Israel is located in a highly fragile desert environment with meager water resources. The country’s only freshwater lake, the Sea of Galilee, is drying up. The only major river, the River Jordan, is a shrinking thread of waste and saline water. The Dead Sea is under threat of extinction.
Given the above harsh realities and the frequent occurrence of drought, Israel started to focus on better management of water which included wastewater management, awareness building, irrigation efficiency, and an aggressive leak-reduction program. Israel has invested heavily in securing their water sources and recycling used water. Nearly half of Israel’s water is manufactured. These are the initiatives which have cemented Israel’s reputation as a responsible water manager and justly so.
- Desalinization of sea water: Desalination plants using the RO system is a major technology for converting seawater into drinking water. This system is highly energy intensive and expensive too.
How does it apply to India: According to Desalination Association of India, the production cost of a brackish water desalination plant could be Rs 10 to 15 per m3 while the production cost for a seawater desalination plant varies between Rs 40 to 50 per m3. It is relatively more expensive than recycling treated water (like the Newater produced from sewage in Singapore). With further filtration and RO process, the treated sewage water can be converted into potable water, at a cost of around Rs. 15–20 per m3.
2. Recycling of wastewater: Israel treats close to85 percent of its wastewater which it then uses for irrigation, gardening and industrial purposes. It is here that Israel leads the world by recycling 90 percent of its wastewater. About 87 percent of this recycled water is reused. About half of Israel’s irrigation is by wastewater.
How does it apply to India: Options such as sewage and grey water recycling should be taken up in earnest to ease civic bodies’ water supply burden. However, in reality, we treat less than 10-15% of the sewage generated in the country. Despite several high-profile attempts to reduce the pollution of the River Ganga, Uttar Pradesh (UP) only has 27 sewage treatment plants (STPs) with a total installed capacity of 795.5 million litres per day (MLD), as against the 1,312 MLD generated by 1.21 crore city population of UP. In addition, the intermittent failure of sewage treatment plants constructed during the two Ganga Action Plans due to the lack of funds to pay energy dues. In towns and rural areas, we need to go for decentralized STPs to locally recycle the treated sewage.

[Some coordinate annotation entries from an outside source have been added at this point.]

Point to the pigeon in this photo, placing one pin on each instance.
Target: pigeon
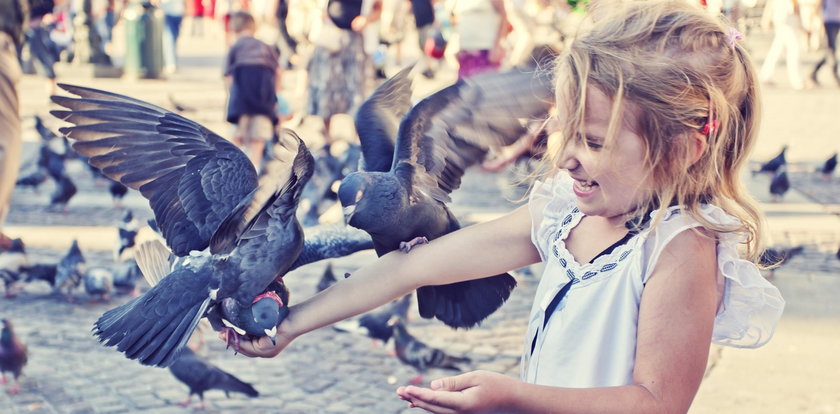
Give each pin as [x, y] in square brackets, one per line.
[12, 261]
[65, 189]
[412, 351]
[773, 258]
[99, 282]
[200, 376]
[377, 324]
[70, 271]
[40, 271]
[327, 279]
[118, 191]
[773, 165]
[234, 235]
[414, 157]
[12, 355]
[779, 185]
[828, 167]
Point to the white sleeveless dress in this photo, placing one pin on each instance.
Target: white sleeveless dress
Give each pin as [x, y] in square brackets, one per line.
[590, 340]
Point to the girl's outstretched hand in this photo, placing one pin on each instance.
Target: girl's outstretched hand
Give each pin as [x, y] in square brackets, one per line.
[473, 392]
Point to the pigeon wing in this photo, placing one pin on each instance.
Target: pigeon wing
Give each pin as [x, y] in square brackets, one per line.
[192, 177]
[378, 120]
[453, 129]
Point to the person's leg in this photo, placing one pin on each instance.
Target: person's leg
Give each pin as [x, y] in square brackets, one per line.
[10, 138]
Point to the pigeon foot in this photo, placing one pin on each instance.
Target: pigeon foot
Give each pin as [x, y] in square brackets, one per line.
[406, 247]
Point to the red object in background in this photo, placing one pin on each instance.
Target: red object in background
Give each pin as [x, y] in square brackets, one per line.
[435, 46]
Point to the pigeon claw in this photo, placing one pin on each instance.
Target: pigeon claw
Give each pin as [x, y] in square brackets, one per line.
[406, 247]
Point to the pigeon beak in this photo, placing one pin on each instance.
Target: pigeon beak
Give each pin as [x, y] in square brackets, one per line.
[348, 213]
[272, 334]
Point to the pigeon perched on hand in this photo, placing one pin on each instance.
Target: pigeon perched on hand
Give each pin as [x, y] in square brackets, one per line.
[414, 157]
[233, 233]
[200, 376]
[414, 352]
[12, 355]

3. Aggressive leak reduction program: Another crucial element is strengthening water supply infrastructure to prevent losses arising from transit leakages. Israel considers only five percent loss as the acceptable level of leakage in transit. This is achieved by an aggressive program of tracing and plugging leaks. Small start-up firms in Israel have developed real-time sensors that detect minor leaks and alert the authorities. With Israel emerging as the world leader in this field, several other governments have also hired these firms to tackle their transit losses of water.
How does apply to India: There is enormous loss of water through leakages in transit. For example, Delhi loses 40 percent of its supplied water to leaks caused by damaged infrastructure. This is true in other cities as well. We can hire Israeli firms to help us reduce the leakage of water in transit with the use sensors.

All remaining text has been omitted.